According to Thavisouk, about 10,000 people of Laotian descent live in Elgin and surrounding communities, and about 1,000 belong to LAOE, which was formed in 1996. He noted that a good portion of the Elgin area’s current Lao residents holds blue-collar jobs and works in the local factories as laborers.

According to Elgin historian E.C. “Mike” Alft, Lao refugees started arriving in Elgin during the late 1970s. A YWCA refugee project and local churches were sponsoring agencies, bringing Lao who had been living in Thai refugee camps; that had fled their homeland after a civil war overthrew a monarchy and left a communist regime in power.

Keomuongchanh said both the voter registration drive and his run for office are “to make our voices heard. It’s time to do that, to be a part of the larger community. If you don’t get politically involved, you risk others not knowing about you and about the contributions you are making.”
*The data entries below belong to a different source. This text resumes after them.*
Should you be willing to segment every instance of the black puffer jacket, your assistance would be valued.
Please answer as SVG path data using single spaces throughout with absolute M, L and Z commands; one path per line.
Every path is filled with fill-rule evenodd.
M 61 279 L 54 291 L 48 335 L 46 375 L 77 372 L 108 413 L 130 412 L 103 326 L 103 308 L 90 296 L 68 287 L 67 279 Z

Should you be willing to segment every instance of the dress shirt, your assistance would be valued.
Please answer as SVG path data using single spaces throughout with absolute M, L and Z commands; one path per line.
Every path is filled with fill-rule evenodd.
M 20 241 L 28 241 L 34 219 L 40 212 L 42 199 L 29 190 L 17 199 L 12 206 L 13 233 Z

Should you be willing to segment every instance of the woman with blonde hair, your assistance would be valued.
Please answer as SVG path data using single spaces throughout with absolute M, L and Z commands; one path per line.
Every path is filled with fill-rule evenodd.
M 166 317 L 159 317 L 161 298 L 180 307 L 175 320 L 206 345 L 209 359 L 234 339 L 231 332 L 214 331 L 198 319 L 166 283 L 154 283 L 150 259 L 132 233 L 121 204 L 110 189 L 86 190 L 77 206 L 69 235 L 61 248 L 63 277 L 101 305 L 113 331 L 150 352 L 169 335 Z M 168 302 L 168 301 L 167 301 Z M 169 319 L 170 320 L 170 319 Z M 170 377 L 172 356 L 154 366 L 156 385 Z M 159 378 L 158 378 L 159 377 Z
Keomuongchanh said his family settled in the Elgin area in 1979. After graduating high school early in December 1981, the next year he enlisted in the Navy, with which he had a 20-year career. He and his family returned to Elgin in 2011 and the Cobblers Crossing subdivision in large part to care for elderly parents here.

“We got back in time for the blizzard,” Keomuongchanh said. He and his wife have two grown male children, one of whom is serving in the Air Force.

As for why he is running for office, the reasons are issues frequently mentioned by any number of politicians in any number of races: “Jobs, taxes, and government spending. We have to go to businesses and ask, ‘What do you need from us to be successful?’ Because a successful business environment means more jobs and a successful government.”